As the baby older and older, and began to roll himself down the hallway after toys, and fuss and fight over which toys he preferred, Jane wondered if she should tell Jack about her dream, about the bird saying their baby could have anything he wished for just by asking, but it all sounded so silly and ridiculous when she said it out loud that she never did. Finally, when the boy began to speak his very first words, she confided in the old woman next door, who seemed wise and mysterious and perhaps able to translate the meaning of prenatal dreams, and asked for her opinion.

“Really?” said the woman, curious. “Anything he wishes for?” She crinkled up her nose and stared at Paul so seriously that Jane had to laugh.

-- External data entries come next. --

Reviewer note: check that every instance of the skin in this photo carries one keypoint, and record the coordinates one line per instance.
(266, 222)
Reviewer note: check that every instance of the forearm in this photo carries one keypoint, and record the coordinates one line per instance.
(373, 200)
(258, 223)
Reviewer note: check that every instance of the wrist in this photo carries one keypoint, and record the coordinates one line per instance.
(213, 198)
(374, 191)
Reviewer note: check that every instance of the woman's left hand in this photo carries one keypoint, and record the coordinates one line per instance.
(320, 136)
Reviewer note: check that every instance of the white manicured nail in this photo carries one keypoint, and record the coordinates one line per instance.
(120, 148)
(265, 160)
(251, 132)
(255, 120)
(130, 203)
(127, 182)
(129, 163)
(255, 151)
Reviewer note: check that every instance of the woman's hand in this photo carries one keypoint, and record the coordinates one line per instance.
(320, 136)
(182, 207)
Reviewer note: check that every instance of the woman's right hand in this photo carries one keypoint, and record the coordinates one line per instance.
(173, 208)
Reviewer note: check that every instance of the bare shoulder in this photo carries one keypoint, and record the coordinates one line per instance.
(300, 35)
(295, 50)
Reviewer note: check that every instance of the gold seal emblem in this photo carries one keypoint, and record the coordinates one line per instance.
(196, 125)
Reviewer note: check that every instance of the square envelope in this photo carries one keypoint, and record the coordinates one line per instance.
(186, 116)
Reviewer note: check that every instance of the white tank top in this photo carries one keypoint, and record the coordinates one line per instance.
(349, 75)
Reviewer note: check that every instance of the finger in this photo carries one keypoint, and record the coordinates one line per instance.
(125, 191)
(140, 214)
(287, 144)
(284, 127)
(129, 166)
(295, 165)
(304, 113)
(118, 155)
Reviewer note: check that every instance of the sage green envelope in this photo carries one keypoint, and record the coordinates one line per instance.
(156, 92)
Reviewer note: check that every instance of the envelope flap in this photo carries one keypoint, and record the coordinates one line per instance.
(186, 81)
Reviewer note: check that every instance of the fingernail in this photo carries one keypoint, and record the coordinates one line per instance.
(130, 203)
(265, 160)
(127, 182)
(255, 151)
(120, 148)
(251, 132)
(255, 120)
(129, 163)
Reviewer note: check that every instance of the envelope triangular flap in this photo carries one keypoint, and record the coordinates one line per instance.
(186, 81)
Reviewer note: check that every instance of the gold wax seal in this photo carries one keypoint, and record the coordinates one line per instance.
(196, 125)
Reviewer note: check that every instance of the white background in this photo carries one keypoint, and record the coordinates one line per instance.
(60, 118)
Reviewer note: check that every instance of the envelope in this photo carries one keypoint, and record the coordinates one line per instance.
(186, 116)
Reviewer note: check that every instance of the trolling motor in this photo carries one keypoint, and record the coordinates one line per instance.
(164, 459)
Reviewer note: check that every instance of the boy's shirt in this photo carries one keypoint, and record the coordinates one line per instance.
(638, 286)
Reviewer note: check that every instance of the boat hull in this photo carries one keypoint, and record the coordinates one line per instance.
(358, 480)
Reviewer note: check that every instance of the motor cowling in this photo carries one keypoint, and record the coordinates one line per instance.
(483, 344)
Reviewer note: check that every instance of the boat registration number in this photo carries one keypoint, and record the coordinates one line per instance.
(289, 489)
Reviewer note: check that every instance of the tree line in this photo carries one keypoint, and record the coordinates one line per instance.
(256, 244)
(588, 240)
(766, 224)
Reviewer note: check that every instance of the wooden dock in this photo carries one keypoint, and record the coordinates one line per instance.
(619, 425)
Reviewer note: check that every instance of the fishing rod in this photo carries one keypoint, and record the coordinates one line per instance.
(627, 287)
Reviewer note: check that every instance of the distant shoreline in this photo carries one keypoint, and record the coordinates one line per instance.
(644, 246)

“It was just a dream,” she finally said. “You’re right. Maybe I’ll wait until he’s all grown up before I say anything to Jack.” Jane hugged her little boy tightly and murmured nonsense into the soft, reddish-gold clouds of fluff that passed for his hair.

Every morning, Jane put Paul in his little stroller and walked him to the park. Before she had had a baby, she hated this park. It had only just recently been converted from an industrial site, and grass still struggled to poke thin green stalks through the oily dirt and crumbly polymer-based gravel that made up the grounds. There were often people passed out on the benches early in the morning, their faces red and dry as though they had been bombarded by frosty winds the night before, which often, they were. Even though the park was new, the swing set and slide that they’d dumped on the site had been moved there from a park that had been reclaimed and built over by the city, and was already old and rusty and covered by repetitious layers of graffiti and monochrome paint.

Now that she had Paul, Jane loved the park. Where she used to see broken concrete blocks and crushed beer cans, she now saw only snowdrops and tulips struggling to make their place in the early days of spring, followed by daffodils and hyacinths. Tiny sparrows hopped along after newly-thawed gnats and flies darting in the bright, morning sunshine, and the skies were noisy with geese and ducks honking and quacking in great flocks overhead. Jane took Paul to the rusty swing set almost every day to slip him inside the pink plastic cage of a baby swing, where she would gently push him back and forth until he would throw his head back and squeal in delight and abandon, his tiny feet kicking back and forth in the air. Jane knew that that was the perfect time to take him out of the swing, because almost immediately after he started squealing and laughing, he would start crying.  After the swing set, she would put him in his stroller and walk around the park a little longer, pointing out birds and butterflies and the occasional single mitten or shoe that lay across their path.

As much as she treasured these mornings, however, they were not mean to last. After the novelty of having a child began to wear on Jack, he began insisting that Jane start looking for a job so that things might be more comfortable for the two of them in the future. Jane had the feeling that the real reason she was supposed to go back to work was because Jack was jealous of her and Paul’s time together, but she could never decide if he was jealous of Paul for getting so much of her attention, or if he was jealous of her for getting to spend so much time with their baby.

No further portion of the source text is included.